Strona:Józef Ignacy Kraszewski - Na tułactwie.djvu/455

Z Wikiźródeł, wolnej biblioteki
Ta strona została skorygowana.

— Niech się pani nie frasuje, wszystko dobrze będzie.
Tymczasem w Bazarze wydatki rosły, pieniądze się wyczerpywały.
Małdrzyk stał się posępnym i na zdrowiu także szwankować zaczął, Lasocka ledwie się już włóczyła.
Jednego ranka powracając z kościoła, obie milczące szły ku Bazarowi, gdy Lasocką uderzyła kobiecina niemłoda, zgarbiona, ubrana biednie, z ogromnym workiem włóczkowym, brudnym, na ręku, w kapeluszu straszliwie wyszarzanym, w bieliznie zżółkłej — która mierząc krok swój z ich chodem, ciągle się im pilno przypatrywała.

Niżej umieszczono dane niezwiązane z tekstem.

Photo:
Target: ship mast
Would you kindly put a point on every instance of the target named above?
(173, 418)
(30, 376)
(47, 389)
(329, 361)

Nie pierwszy to już raz ją spotykali w kościele i na ulicy, ale od dwóch dni dopiero babina śledzić się je zdawała i doprowadziła aż do Bazaru. W bramie już przysunęła się do Lasockiej, oczy, których powieki czerwono były obwiedzione, zwróciła ku niej błagająco i szepnęła:
— Moja mościa dobrodziejko... czy to córeczka pana Małdrzyka? Czy to może być? A! jaka podobna do matki.
Trzęsła się mówiąc to z poruszenia i chude jej ręce w podartych, starych nicianych rękawiczkach dygotały.
— Tak, to panna Monika Małdrzyk — odpowiedziała zdziwiona Lasocka.